Neither the HCSO nor any other local law enforcement agency controls how many detainers it receives from ICE. That’s entirely in the control of federal officials. A far better indicator of a local law enforcement agency’s willingness to cooperate with ICE is how frequently it rejects ICE’s detainer requests. TRAC’s data suggests that Harris County refused very few detainer requests. In October 2017, for example, the jail refused 851 of 14,429 detainers. One year later it refused 1,407 of 14,272. Importantly, TRAC cautions against giving too much weight to data about refused detainers because ICE’s record-keeping is limited. The database field that indicates refusals is not required and are sometimes used inconsistently.

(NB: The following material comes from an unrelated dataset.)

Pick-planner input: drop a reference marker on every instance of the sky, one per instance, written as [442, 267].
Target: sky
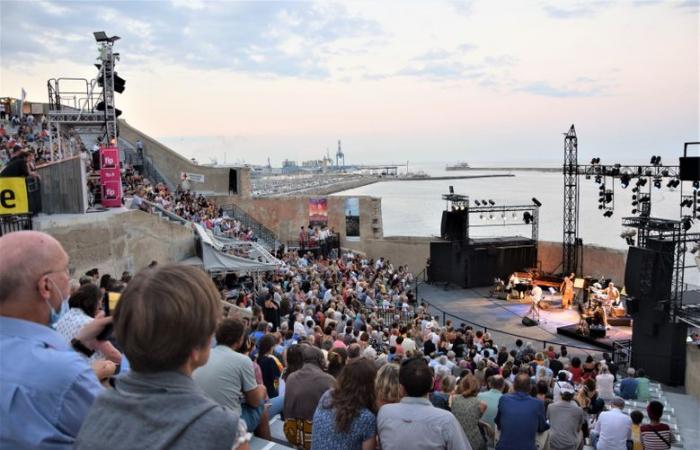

Even if ICE’s data was reliable, any assessment of Sheriff González’s views of immigration detainers would be complicated by the fact that, in Texas, S.B. 4 requires that law enforcement agencies comply with ICE detainer requests. Article 2.251 of the Texas Code of Criminal Procedure explicitly provides: “A law enforcement agency that has custody of a person subject to an immigration detainer request issued by United States Immigration and Customs Enforcement shall: (1) comply with, honor, and fulfill any request made in the detainer request provided by the federal government.” After litigation, the U.S. Court of Appeals for the Fifth Circuit left most of S.B. 4 intact, including the detainer compliance mandate. For most of his tenure as sheriff, then, González has had little choice but to comply with ICE detainer requests.
Unlike his current post, which he initially took up in January 2017 after being elected the previous November, González won’t be the top decision-maker if confirmed to head ICE. Instead, he will take direction from President Biden, key White House policy staff, and Secretary of Homeland Security Alejandro Mayorkas. During his confirmation hearings, I’ll be curious to hear how he thinks his experience as a local law enforcement officer in one of the most diverse communities in the country will help him inform the administration’s immigration law enforcement policy priorities.